Dominance in Cuba and Operational Shutdown

The widespread use of Kaspersky’s software in Cuba effectively enabled Careto to target a significant portion of the island’s internet users. By 2018, the Russian antivirus firm controlled approximately 90% of Cuba’s internet security market, according to Cuba Standard, and its name had become integrated into local slang.

Shortly after Kaspersky published its research, the Careto hackers dismantled their operations, meticulously wiping logs – an action researchers deemed “not very common” and indicative of an elite government hacking group.

“Such thoroughness requires preparation,” a former Kaspersky employee explained to TechCrunch. “They systematically and rapidly destroyed everything, the entire infrastructure. It simply vanished.”

Careto's Resurgence

Following a period of inactivity, no cybersecurity firm, including Kaspersky, publicly acknowledged re-detecting Careto’s operations – until recently.

In May 2024, Kaspersky announced the re-emergence of Careto’s malware. The group was observed targeting an organization in Latin America that had experienced prior compromises in 2022, 2019, and on a previous occasion over ten years ago.

Kaspersky also reported that Careto successfully breached a second, unnamed organization situated in Central Africa.

A subsequent blog post in December 2024 detailed Kaspersky researchers’ attribution of these new intrusions to Careto, assessed with “medium to high confidence.” This assessment was based on strikingly similar filenames to those utilized in Careto’s activities from a decade prior, alongside consistent tactics, techniques, and procedures (TTPs).

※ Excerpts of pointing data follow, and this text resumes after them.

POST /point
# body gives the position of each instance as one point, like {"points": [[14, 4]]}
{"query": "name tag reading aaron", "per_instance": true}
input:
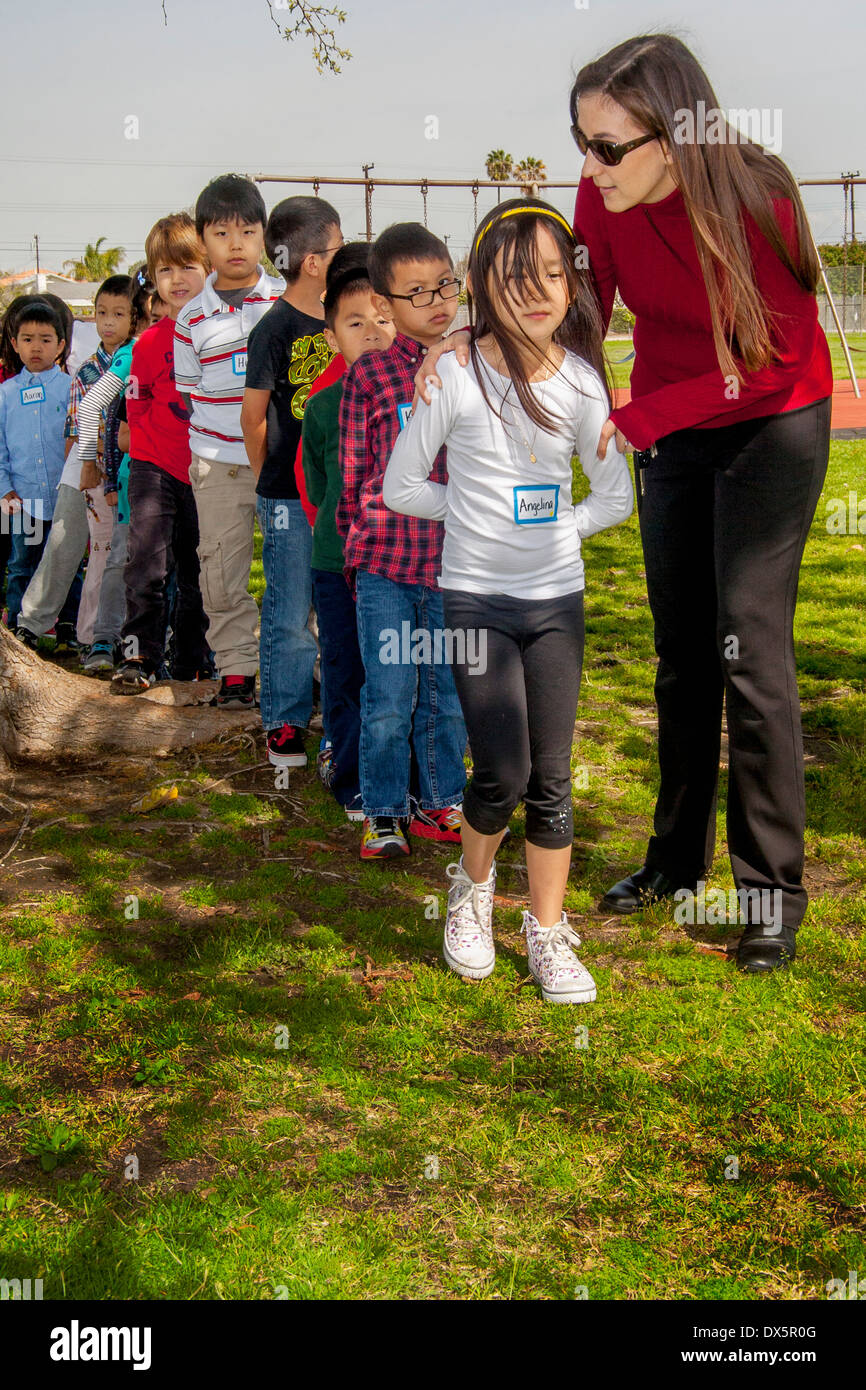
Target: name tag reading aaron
{"points": [[535, 502]]}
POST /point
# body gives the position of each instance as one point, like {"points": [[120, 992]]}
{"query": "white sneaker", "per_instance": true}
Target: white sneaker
{"points": [[469, 925], [553, 963]]}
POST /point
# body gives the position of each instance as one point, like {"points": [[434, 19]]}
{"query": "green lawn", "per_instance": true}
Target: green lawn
{"points": [[268, 1084], [620, 348]]}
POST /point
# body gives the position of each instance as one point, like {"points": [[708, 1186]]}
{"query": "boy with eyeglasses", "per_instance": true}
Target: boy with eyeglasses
{"points": [[287, 352], [407, 706]]}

Analysis of Recent Activity

Researchers Georgy Kucherin and Marc Rivero López, who presented their findings at the Virus Bulletin security conference in October 2024, noted that Careto consistently executes cyber attacks with a high degree of caution.

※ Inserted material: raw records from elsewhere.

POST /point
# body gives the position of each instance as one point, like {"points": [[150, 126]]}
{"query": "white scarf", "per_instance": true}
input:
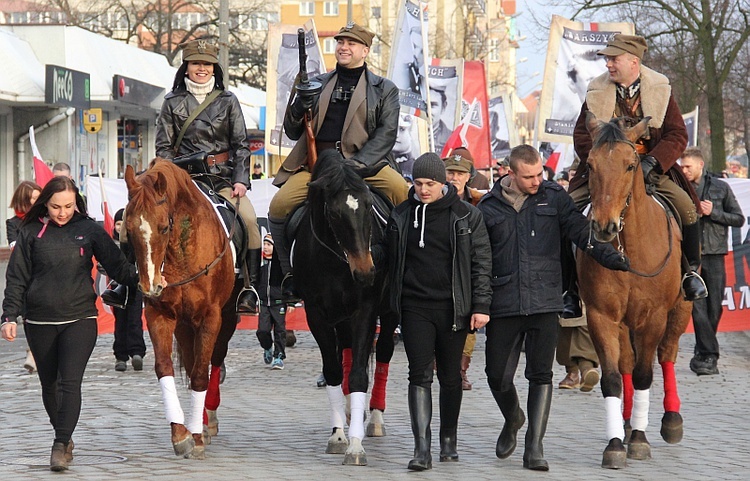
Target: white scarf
{"points": [[200, 91]]}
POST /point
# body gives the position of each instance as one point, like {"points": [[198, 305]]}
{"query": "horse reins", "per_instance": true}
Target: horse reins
{"points": [[620, 247], [213, 263]]}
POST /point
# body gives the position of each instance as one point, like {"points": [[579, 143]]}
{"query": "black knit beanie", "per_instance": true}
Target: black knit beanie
{"points": [[429, 166]]}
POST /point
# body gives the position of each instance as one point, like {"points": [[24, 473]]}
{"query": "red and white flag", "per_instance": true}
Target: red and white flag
{"points": [[42, 172]]}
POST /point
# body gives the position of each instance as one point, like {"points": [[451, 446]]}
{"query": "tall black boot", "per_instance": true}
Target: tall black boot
{"points": [[420, 411], [540, 399], [281, 249], [507, 401], [692, 284], [450, 408], [247, 303]]}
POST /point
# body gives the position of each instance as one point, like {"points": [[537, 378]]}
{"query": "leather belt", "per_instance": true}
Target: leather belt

However, they also observed that the group committed minor, yet critical errors during their latest operations, mirroring activity from a decade earlier.

Despite these observations, Kucherin conveyed to TechCrunch that the identity of the individuals or the government backing the Careto hacking group remains unknown.

“A nation state is a likely possibility,” Kucherin stated. “However, pinpointing the specific entity and the malware’s developers is technically impossible.”

Kaspersky’s latest report indicates that the attackers gained access to the Latin American victim’s email server before deploying their malware.

Analysis of compromised systems revealed the malware’s capability to secretly activate the computer’s microphone – concealing the standard Windows indicator – and exfiltrate various data types.

This included personal documents, session cookies enabling passwordless account access, and browsing histories from multiple web browsers.

In another instance, the report details the use of a suite of implants functioning as a backdoor, a keylogger, and a screenshot capture tool.

Continued Sophistication

Despite being detected, Kucherin asserts that the Careto hackers maintain a high level of skill, comparable to their capabilities observed over a decade ago.

When contrasted with larger, state-sponsored hacking groups like North Korea’s Lazarus Group and China’s APT41, Kucherin characterizes Careto as a “very small advanced persistent threat” that exceeds these larger groups in complexity.

“Their attacks represent a remarkable level of craftsmanship,” Kucherin concluded.